Every year in January I look forward to the full moon and running the small city race in a place many have never heard of, Omer MI. Last year I went there in great shape, having recruited many friends, hoping to run out of my mind, avoid getting captured by the wolf, and ……. I followed the lead fast boys who missed the first turn and spent the next three hours lost in the woods by the light of the full moon. I didn’t get captured by the wolf, and I had one heck of a story, as well as emerged healthy enough to tell it.
This year, the race seemed to go un-noticed and up until I crossed the finish line spent, having given it my all, was I even sure I was in shape enough to finish the 15 mile night trek through woods and cold back roads.
This isn’t a glamorous race and there are no medals to be won. It’s a shotgun start, on the corner of a dark road, in a town no one knows, with runners whose faces are hidden behind masks, and whose names this year I didn’t know.
It was a race I was doing for me because I love a long dark road, I don’t even mind getting lost, because eventually if you keep going you get found, usually while finding yourself.
I’ve run from this dark corner enough to know the legend and I never tire of hearing some of the crowd really asking if there are “wolves” there in them woods…..I like the guys who howl out, and the kid who runs in nothing but his compression shorts always makes me shake my head. It’s dark when we gather and its a run with no crowd support so you’ve got to be good in your own head. I think it’s a race created just for me. I get to be amongst other strong athletes, compete, and yet be immensely private, as I star gaze, watch the moon play tricks on the snow-covered evergreens, and follow my own path while following the path.

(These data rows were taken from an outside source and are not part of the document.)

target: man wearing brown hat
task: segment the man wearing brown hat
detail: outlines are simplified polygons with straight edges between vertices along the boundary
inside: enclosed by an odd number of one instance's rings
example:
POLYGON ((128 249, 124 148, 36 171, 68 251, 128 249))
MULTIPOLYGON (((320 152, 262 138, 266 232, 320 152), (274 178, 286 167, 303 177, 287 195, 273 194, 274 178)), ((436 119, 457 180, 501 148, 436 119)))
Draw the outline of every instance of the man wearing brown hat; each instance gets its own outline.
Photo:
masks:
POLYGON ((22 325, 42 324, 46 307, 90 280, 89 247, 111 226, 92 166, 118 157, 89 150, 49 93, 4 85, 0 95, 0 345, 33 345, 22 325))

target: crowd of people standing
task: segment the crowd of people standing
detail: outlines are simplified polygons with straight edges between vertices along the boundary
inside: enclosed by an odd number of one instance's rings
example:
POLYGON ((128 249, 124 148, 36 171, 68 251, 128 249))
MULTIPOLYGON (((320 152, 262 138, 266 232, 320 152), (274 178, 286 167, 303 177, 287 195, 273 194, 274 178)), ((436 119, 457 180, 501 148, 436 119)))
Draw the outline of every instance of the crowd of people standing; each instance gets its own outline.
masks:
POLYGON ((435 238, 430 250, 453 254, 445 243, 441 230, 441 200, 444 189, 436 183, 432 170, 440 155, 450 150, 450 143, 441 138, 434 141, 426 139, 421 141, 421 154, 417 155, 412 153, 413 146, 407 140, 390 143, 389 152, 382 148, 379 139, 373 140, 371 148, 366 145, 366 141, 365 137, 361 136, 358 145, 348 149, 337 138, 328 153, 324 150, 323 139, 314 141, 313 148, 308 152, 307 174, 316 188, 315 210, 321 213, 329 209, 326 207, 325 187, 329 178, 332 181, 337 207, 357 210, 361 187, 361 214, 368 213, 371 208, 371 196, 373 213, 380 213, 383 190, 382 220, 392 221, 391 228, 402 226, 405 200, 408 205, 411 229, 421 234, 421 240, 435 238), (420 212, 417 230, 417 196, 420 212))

When I run for all the right reasons I have my best runs and by the light of the full moon I saw life clearly.
I knew from the gun that the lead group was going to beyond me this year, but there was a second group that I wanted to stay close with. I fell a few strides off from them in the first miles as I was burning up and questioning my clothing, lighting, fueling, and sanity. What was I thinking I wasn’t strong enough to keep this pace in these conditions. Then, I did what I do and started to settle in about 4 miles in. I went around the girls, and three high school boys, they came back up on me, I stayed calm, and in less than a half mile I strongly went around them and didn’t see them again.
I then ran on by myself, finding my strength, finding my peace.
With the flashing lights of the fire truck signaling the last turn before coming upon the half way point I was having fun. I couldn’t see anyone in front of me, but I knew I was running strong and because I knew the course I believed I could hang in there. I came up to the half-way and heard my name being called out. Marcus had made his way to the exchange to hand me a swig of not frozen water and to let me know I wasn’t that far off the lead group.
I hadn’t really come to “compete” but there is a part of me that always hears my dad in my head, “better to sweat stink and win than to sweat stink and lose.” And so I took off.
At no point did I really think I could catch that front group, but his words, his tone, and his belief in me gave me what no Gu could and I picked up the pace to be the person and the runner he believes me to be.
The second half of this course is a beautiful and open road of moon-lit shimmering snow that I can never get enough of taking in. There are stretches where the moon is my headlamp and the stars represent the prayers and intentions I lift up. I run because I can. I run because I know I’m strong and that by running I some how make sense of me. I work out problems and I pray for those in my life that I can help in no other way………I only hope that they feel a blanket of comfort being wrapped around them as I run, and run, and run, and that warmth nourishes them and they are strengthened………
I ran fast, I ran strong, I ran prayerful, I ran hopeful, I ran Groovy.
I crossed the finish line with nothing left to give and told Marcus, “I tried, I never slowed down, i tried, I couldn’t catch them, but I tried.”
Running is a metaphor for life and sometimes we put it all out there and we fall short. Sometimes though, where we fall is really where we are meant to land.